Re: [Rd] User interrupts parallel excution. Why it works or why not?

2021-07-20 Thread Jiefei Wang
Thanks for your explanation. This makes a lot of sense! SIGINT
handling is a blind spot to me, this introduction looks perfect!

Best,
Jiefei

On Tue, Jul 20, 2021 at 4:31 PM Tomas Kalibera  wrote:
>
> Hi Jiefei,
>
> when you run the cluster "automatically" in your terminal and pres
> Ctrl-C in Unix, both the master and the worker processes get the SIGINT
> signal, because they belong to the same foreground process group. So you
> are directly interrupting also the worker process.
>
> When you run the cluster "manually", that is the master in one terminal
> window and the worker in another, they are in different process groups
> and if you pres Ctrl-C in the terminal running the master, only the
> master will receive SIGINT signal, not the worker.
>
> If you wanted to read the sources more, look for SIGINT handling in R,
> the onintrEx() function, etc. A good source on signal handling is e.g.
> http://www.linusakesson.net/programming/tty/
>
> Best
> Tomas
>
> On 7/20/21 9:55 AM, Jiefei Wang wrote:
> > Hi all,
> >
> > I just notice this interesting problem a few days before, but I cannot
> > find an answer for it. Say if you have a long-running job in a cluster
> > made by the parallel package and you decide to stop the execution by
> > pressing ctr + c in the terminal or the stop button in Rstudio for
> > some reason. After the interrupt, is the cluster still valid or not?
> > Below is a simple example code
> >
> > library(parallel)
> > cl <- makeCluster(1)
> > ## run and interrupt it
> > parLapply(cl, 1, function(i){Sys.sleep(10);Sys.getpid()})
> > ## run another apply function to check the cluster status
> > parLapply(cl, 1, function(i)i)
> >
> >  From my test result, the answer is yes. The worker is interrupted
> > immediately and the cluster is ready for the next command, but when I
> > create the worker manually, things seem different.
> >
> > library(parallel)
> > cl <- makeCluster(1, manual = TRUE)
> > ## run and interrupt it
> > parLapply(cl, 1, function(i){Sys.sleep(10);Sys.getpid()})
> > ## run another apply function to check the cluster status
> > parLapply(cl, 1, function(i)i)
> >
> > It seems like the worker does not know the manager has been
> > interrupted and still runs the current task. I have to wait for 10
> > seconds before I can get the result from the last line of the code and
> > the return value is the PID from the first apply function.
> >
> > Both cases are reasonable, but it is surprising to see them at the
> > same time. I start to wonder how the user interrupt is handled, so I
> > looked at the code in the parallel package. However, it looks like
> > there is no related code, there is no try-catch statement in the
> > manager's code to handle the user interrupt, but the worker just
> > magically knows it should stop the current execution.
> >
> > I can see this behavior in both Win and Ubuntu. It is kind of beyond
> > my knowledge, so I wonder if anyone can help me with it. Does the
> > cluster support the user interrupt? Why the above code works or not
> > works? Many thanks!
> >
> > Best,
> > Jiefei
> >
> > __
> > R-devel@r-project.org mailing list
> > https://stat.ethz.ch/mailman/listinfo/r-devel

__
R-devel@r-project.org mailing list
https://stat.ethz.ch/mailman/listinfo/r-devel


Re: [Rd] User interrupts parallel excution. Why it works or why not?
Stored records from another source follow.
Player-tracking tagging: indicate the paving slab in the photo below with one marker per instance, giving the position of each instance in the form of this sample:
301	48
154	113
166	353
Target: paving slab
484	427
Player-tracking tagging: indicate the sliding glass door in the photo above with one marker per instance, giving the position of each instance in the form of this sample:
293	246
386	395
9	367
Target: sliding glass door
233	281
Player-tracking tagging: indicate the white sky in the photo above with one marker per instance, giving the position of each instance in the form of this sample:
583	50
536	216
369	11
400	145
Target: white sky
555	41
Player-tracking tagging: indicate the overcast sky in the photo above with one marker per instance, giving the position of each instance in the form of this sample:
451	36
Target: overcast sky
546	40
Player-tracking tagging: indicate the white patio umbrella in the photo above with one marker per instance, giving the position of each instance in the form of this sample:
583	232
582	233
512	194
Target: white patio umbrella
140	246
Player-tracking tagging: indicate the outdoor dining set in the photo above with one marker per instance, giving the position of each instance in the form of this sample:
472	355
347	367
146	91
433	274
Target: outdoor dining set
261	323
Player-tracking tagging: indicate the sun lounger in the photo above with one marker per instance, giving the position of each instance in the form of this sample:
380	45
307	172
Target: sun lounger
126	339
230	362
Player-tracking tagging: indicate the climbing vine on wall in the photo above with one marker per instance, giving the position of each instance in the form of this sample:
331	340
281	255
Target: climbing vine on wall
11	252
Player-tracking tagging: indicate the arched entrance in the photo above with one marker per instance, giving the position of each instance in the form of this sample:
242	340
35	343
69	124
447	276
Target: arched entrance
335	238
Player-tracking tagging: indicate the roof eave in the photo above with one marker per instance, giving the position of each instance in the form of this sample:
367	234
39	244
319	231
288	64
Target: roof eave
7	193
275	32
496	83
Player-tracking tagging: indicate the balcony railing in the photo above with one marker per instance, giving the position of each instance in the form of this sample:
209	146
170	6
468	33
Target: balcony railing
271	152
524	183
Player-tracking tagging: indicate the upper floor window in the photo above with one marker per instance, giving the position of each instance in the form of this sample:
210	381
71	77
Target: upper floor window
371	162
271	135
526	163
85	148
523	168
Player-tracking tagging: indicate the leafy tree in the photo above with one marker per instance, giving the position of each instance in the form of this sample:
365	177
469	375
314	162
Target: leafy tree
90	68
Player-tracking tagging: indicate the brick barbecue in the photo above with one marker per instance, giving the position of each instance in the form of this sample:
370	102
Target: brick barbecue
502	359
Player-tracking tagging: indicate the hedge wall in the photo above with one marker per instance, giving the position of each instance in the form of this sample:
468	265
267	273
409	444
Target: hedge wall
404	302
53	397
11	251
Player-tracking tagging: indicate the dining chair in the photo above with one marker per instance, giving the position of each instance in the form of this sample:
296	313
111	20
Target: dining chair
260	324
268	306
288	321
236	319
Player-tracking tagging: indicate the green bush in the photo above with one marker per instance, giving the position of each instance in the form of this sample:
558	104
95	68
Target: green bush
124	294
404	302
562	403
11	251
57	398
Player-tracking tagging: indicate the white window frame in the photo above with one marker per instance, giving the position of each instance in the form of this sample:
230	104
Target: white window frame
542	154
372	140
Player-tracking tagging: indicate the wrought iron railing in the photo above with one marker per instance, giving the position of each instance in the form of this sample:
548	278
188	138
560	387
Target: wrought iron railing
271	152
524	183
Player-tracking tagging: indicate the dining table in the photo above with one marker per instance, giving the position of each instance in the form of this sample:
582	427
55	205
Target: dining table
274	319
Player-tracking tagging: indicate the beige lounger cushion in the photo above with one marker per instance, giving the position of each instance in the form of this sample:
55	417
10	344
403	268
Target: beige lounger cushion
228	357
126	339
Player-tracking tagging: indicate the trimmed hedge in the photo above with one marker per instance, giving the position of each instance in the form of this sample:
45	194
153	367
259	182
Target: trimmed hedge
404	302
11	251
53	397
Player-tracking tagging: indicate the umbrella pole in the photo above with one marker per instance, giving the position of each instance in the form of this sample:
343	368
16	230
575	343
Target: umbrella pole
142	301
2021-07-20 Thread Tomas Kalibera

Hi Jiefei,

when you run the cluster "automatically" in your terminal and pres 
Ctrl-C in Unix, both the master and the worker processes get the SIGINT 
signal, because they belong to the same foreground process group. So you 
are directly interrupting also the worker process.


When you run the cluster "manually", that is the master in one terminal 
window and the worker in another, they are in different process groups 
and if you pres Ctrl-C in the terminal running the master, only the 
master will receive SIGINT signal, not the worker.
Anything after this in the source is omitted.